Jonah Moyo and Devera Ngwena –this last meaning ‘follow the crocodile’ in the Xitsonga language native to southeast Africa– are a Zimbabwean rhumba act that blends native mbira rhythms with a modern, Chimurenga-style social sensibility.
This track from 1987 has catchy, birdsong guitars taking the mbira (thumb piano) part and a sort of droned vocal harmony that at once invigorates the lower-half of the body while soothing the upper half.
Featuring the deft, trilling guitars of Daniel Owino Misiani –known in Kenya & Tanzania as the ‘father of history’ and and ‘grandfather of benga‘– this track is a certain mood-lifter. Not surprisingly, this sounds as much like Mbaraka Mwinshehe: another Tanzanian guitar giant in the muziki wa dansi tradition.
Something lovely just came down the wire! A first appearance for the African Brothers International Band on these pages, which seems a shameful omission. Coalescing in 1963 around Nana Kwame Ampadu, in all its incarnations the African Brothers Band was known for its politically instructive lyrics, catchy guitar rhythms and performing only original music.
The rhythm track is deft –built on native percussion and intertwining guitars– and will summon a shake to all but the most moribund of hips.
Me Nnye Osansani translates as ‘I’m not a drifter/bum.”
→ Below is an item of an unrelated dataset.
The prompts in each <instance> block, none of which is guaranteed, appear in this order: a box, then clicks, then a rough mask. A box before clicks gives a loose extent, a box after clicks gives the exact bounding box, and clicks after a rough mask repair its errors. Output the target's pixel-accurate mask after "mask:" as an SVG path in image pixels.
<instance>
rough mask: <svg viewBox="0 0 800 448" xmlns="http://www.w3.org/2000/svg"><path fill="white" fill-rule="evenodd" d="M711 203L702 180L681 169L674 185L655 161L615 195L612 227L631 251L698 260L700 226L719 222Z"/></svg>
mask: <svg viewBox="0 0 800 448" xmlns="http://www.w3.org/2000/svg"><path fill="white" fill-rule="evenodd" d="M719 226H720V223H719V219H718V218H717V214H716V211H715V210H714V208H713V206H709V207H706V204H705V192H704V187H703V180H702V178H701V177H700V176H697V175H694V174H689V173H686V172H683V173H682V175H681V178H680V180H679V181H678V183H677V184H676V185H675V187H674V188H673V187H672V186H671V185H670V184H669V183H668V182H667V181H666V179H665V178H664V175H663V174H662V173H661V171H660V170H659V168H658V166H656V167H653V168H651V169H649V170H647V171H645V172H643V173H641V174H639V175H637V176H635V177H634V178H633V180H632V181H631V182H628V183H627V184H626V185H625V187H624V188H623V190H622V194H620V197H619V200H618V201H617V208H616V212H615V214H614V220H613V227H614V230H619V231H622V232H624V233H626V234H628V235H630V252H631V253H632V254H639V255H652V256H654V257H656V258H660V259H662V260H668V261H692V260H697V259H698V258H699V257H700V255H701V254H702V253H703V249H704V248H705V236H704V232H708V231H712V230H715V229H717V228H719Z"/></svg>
Oh, how I love this song. Kenyan-born actor & musician Ayub Ogada coaxes a cheerful rhythm from his Luo nyatiti (the traditional eight-string lyre of the Luo people of western Kenya), counter-pointed with a playfully-made flute melody. Sets a quick pace for walking, toes tapping, or a hip shaking: whatever’s free.
The voice of lightness! Such a chill groove!